Sitting down on the hearth and opening This Book to Chapter Two 1/2—(insert) The Maiden Jessica, she began reading. “'Within The Kingdom of Somewhere, there lived a beautiful and fair young peasant girl named Jessica who was filled with passion, emotion, and excitement and whose spirit lived as far from the young Prince’s objective, reasonable perspectives, as her cottage did from his palace.'” She stopped reading and looked up, “Oh puh-leeze! Not only does that sentence run on beyond reason but; could I possibly be described any more generically? I’m not much more than a bunch of adjectives—no real character development whatsoever. And even within that ridiculously shallow description I have to be compared to the Prince!

“And it gets worse,”—she skimmed down the page for a moment, “—okay, here my parents are referred to as 'freethinking'. What the hell does that mean? They sound like flakes! On top of that, there isn’t even a mention of how or why my parents are no longer with me—just a casual line, almost in passing, that says …'her freethinking parents who were, alas, no longer with her.' I sound like a bird in a nest, accidentally abandoned by her preoccupied, freethinking, bird-brained parents.” Jessica could no longer contain the tears that streamed down her cheeks. “I suppose I should be glad that I was even given a name and not referred to as, the pastel smudge of a maiden on page sixteen.
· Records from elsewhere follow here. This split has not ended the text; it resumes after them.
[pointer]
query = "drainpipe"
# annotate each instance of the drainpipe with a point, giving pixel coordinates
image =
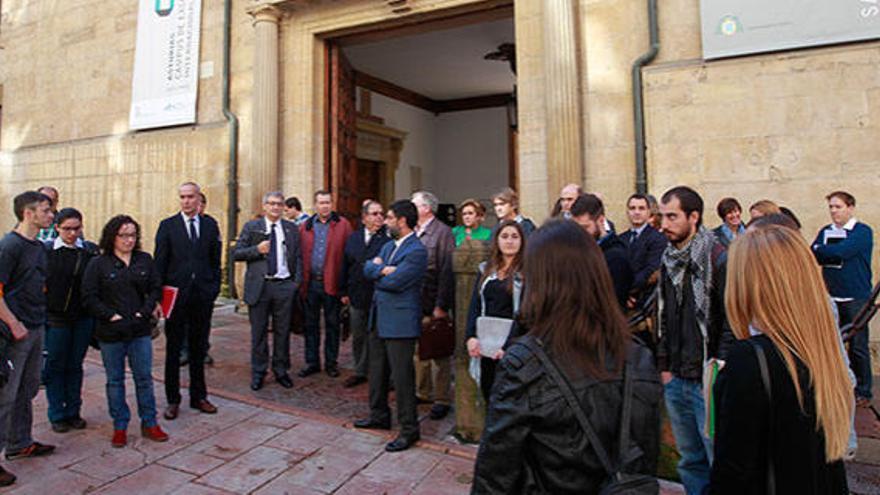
(638, 98)
(232, 180)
“But here is the paragraph that really started me thinking.” She read through muffled sobs, “'Perhaps he’d ride by her in the orchard as she plucked an apple from a tree. She would curtsy low and humbly offer him an apple—never looking directly into his eyes. He’d smile down at her from atop his royal steed and nodding graciously, accept her gift. Their hands might accidentally touch ever so slightly as she handed him the flawlessly round, crimson red apple. Perfectly coiffed and manicured, smelling like freshly mown grass in the warm summer sun, he’d smile and wave a sweet farewell, his cape flowing in the breeze as he galloped off toward the palace on the mountaintop.'”
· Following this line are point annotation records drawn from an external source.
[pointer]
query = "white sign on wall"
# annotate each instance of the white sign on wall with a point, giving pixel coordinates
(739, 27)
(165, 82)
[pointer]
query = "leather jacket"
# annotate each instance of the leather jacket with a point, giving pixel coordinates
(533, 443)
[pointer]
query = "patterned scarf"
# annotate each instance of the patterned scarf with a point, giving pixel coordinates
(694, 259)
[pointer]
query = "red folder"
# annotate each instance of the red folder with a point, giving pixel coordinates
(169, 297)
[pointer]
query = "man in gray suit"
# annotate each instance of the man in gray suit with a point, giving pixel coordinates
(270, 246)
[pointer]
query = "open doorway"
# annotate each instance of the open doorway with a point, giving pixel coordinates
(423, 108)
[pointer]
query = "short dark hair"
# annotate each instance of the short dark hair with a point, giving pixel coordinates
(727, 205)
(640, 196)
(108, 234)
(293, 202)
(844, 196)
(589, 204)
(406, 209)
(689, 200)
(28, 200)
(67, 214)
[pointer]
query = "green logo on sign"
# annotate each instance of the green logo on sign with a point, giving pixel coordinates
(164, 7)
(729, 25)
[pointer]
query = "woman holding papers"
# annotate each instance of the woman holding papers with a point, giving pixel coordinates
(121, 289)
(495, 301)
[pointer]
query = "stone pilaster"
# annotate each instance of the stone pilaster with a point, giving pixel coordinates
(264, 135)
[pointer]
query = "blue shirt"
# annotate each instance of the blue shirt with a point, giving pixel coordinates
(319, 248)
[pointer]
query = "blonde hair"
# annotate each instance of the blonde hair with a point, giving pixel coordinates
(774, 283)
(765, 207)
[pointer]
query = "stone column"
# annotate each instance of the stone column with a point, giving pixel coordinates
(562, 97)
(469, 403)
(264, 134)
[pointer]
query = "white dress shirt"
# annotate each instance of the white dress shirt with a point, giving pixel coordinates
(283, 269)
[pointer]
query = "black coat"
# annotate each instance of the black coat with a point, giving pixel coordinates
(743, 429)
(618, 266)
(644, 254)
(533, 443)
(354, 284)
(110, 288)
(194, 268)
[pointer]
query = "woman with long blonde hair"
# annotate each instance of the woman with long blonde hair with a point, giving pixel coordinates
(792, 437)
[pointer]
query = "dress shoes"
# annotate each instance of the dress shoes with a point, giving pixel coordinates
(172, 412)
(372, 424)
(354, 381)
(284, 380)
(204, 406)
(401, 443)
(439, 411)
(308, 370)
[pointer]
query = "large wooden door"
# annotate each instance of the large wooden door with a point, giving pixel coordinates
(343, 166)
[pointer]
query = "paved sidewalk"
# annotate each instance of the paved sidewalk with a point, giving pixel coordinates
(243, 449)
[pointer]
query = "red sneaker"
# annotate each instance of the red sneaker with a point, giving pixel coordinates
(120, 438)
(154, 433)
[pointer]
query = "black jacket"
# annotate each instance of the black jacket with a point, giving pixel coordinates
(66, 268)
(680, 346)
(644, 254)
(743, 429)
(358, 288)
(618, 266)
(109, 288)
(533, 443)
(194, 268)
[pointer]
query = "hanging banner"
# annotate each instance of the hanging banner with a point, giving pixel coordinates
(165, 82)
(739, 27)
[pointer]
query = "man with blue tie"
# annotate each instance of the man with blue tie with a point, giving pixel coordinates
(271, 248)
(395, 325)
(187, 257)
“That’s actually very nice,” William mused, seemingly oblivious to Jessica’s emotional state. “Even though it wasn’t exactly as you’d dreamt it would be, our very first encounter was terribly sweet, wasn’t it?”

“Sweet?” Jessica asked. “You were ill-tempered, dripping with mud and you smelled like horse shit!”

“What? I was a bit tired and … and I was glistening from a splash in the falls. As for the smell—you were, no doubt, smelling Cleopatra!” he said indignantly.

“You were filthy, demeaning, and self-righteous!”

“I was broad-minded to even speak to you. And I was incredibly friendly!”